President Donald Trump told lawmakers that tariffs are an option to prevent what he called “dumping” of steel and aluminum imports “by many countries” including China.
“Part of the options would be tariffs,” Trump said at the beginning of a meeting with members of Congress from both parties. “I want to keep prices down but I want to make sure that we have a steel industry.”
Trump’s meeting with the 19 lawmakers -- four Democrats and 15 Republicans -- led off with discussion of his administration’s investigation of steel and aluminum imports. Commerce Secretary Wilbur Ross submitted his department’s final reports on the metals to Trump in January, and the president has until mid-April to decide on any potential action, which could include tariffs.
Trump instructed the Commerce Department last year to probe whether imports of steel and aluminum represent a threat to U.S. national security, under the seldom-used Section 232 of the Trade Expansion Act of 1962. The investigations are seen to primarily target China, which the U.S. blames for creating excess capacity and dragging down global prices. A separate U.S. probe into China’s intellectual property practices is also clouding trade relations.
Some Republican lawmakers challenged the idea of enacting tariffs based on a 232 finding.
“Invoking national security when I think it’s really hard to make that case invites retaliation,” Sen. Pat Toomey, a Pennsylvania Republican, told Trump.
Sen. Mike Lee, a Utah Republican, added: “You would end up with net job losses,” noting U.S. industrial dependence on steel. He said only 3 percent of imported steel is used for national-security purposes, potentially undermining Trump’s argument.
Trump responded that the number would go up as the U.S. increases defense spending in coming years.
A White House spokeswoman Lindsay Walters, said Tuesday that the meeting “is part of the president’s commitment to ensure fair and reciprocal trade policies that support the American worker and grow the American economy.”
Trump has frequently accused China of unfair trading practices, and he recently told Chinese President Xi Jinping that the U.S. trade deficit with China is “unsustainable.” The prospect of Trump turning tough trade rhetoric into action increased last month after he slapped tariffs on solar panels and washing machines, in his first major punitive trade action since taking office.
Trump said on Monday that he would soon announce a “reciprocal tax” -- a tax on imports from other countries at the same rates those countries impose on U.S. products.
“So we’re going to be doing very much a reciprocal tax,” Trump said. “And you’ll be hearing about that during the week and during the coming months.”
But an administration official said later on Monday that there isn’t a proposal for a reciprocal tax in the works.
Trump nonetheless doubled down on his call for a reciprocal tax in the meeting Tuesday.

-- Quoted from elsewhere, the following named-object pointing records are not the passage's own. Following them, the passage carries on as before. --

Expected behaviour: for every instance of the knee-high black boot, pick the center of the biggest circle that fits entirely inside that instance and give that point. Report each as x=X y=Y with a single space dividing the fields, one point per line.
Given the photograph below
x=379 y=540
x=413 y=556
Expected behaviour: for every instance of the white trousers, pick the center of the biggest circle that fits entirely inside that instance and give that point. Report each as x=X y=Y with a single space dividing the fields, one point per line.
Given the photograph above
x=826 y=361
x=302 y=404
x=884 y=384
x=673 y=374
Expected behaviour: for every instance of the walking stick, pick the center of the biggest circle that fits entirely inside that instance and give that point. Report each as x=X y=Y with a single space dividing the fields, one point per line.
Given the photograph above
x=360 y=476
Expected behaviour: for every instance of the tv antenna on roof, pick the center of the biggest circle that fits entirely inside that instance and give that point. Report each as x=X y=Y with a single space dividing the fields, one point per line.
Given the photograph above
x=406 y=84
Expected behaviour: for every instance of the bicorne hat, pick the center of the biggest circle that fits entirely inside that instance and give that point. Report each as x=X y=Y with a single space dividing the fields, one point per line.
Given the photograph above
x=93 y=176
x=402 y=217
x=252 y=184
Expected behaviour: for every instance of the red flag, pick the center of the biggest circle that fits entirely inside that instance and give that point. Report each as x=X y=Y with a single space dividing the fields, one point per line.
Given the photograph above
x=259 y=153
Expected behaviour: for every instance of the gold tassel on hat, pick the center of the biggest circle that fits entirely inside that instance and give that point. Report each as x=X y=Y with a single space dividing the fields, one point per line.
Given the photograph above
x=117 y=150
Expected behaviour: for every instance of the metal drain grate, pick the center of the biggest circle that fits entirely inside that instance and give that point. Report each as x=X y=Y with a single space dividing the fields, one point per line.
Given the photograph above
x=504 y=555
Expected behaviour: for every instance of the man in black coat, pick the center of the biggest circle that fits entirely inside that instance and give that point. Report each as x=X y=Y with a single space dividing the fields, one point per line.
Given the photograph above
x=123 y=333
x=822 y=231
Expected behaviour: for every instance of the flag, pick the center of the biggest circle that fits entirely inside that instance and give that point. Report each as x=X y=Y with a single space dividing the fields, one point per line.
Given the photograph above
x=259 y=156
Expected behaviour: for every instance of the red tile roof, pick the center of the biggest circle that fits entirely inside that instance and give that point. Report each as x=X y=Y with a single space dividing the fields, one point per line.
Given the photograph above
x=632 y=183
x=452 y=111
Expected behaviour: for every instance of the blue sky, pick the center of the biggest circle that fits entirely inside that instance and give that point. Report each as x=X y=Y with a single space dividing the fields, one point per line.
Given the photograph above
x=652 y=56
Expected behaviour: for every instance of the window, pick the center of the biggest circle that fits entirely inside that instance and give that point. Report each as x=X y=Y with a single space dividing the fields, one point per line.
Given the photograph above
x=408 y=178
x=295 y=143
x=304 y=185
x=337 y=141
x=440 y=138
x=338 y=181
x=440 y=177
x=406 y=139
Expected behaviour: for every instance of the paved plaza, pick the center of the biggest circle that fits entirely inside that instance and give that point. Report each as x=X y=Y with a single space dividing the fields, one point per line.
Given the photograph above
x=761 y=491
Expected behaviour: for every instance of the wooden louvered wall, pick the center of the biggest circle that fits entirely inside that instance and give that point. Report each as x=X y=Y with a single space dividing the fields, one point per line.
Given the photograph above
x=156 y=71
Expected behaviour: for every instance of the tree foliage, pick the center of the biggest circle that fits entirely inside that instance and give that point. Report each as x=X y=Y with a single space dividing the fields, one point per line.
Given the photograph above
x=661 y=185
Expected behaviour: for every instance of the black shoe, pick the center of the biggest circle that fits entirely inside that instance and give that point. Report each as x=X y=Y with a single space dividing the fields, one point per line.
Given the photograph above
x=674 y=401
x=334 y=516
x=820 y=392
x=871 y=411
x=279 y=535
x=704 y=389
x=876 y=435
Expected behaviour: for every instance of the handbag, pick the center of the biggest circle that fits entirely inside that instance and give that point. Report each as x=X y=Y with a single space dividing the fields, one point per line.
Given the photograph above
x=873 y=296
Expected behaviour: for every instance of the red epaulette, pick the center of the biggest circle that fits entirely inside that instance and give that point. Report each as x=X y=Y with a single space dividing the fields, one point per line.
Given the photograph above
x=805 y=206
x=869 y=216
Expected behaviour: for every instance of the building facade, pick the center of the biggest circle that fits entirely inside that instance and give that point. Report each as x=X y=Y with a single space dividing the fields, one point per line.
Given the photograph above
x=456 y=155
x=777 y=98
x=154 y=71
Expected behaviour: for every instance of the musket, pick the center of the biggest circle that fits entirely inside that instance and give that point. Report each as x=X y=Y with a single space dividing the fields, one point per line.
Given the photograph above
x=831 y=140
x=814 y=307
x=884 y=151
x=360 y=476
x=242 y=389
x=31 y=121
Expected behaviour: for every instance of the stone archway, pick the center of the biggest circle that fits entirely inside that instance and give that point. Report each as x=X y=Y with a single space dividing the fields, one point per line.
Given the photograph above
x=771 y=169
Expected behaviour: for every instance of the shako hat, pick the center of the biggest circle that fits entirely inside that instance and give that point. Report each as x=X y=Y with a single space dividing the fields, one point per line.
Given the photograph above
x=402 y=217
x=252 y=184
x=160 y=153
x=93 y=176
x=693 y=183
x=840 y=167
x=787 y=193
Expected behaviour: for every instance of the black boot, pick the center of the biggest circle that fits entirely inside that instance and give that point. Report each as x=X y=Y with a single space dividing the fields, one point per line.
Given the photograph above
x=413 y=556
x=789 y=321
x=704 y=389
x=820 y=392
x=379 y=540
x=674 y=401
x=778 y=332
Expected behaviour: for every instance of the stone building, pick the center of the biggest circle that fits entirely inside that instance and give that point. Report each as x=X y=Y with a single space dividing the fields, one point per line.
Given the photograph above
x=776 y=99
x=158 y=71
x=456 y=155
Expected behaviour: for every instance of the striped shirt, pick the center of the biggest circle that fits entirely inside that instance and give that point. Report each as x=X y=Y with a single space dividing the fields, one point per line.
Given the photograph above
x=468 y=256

“I think we should have a reciprocal tax. That’s called fair trade,” Trump said. He added that that “we’re like the stupid people” if we continue paying tariffs imposed by other countries while allowing their products to enter the U.S. with lower duties.
Still, he conceded the U.S. may not impose the levy in the end.
A House Republican proposal to tax imports, known as the border-adjusted tax, was removed from tax revamp plans after facing intense opposition from import-heavy industries such as retailers, and a cool reception from Senate lawmakers. Ultimately, no such import tax made it into the tax law that passed in December.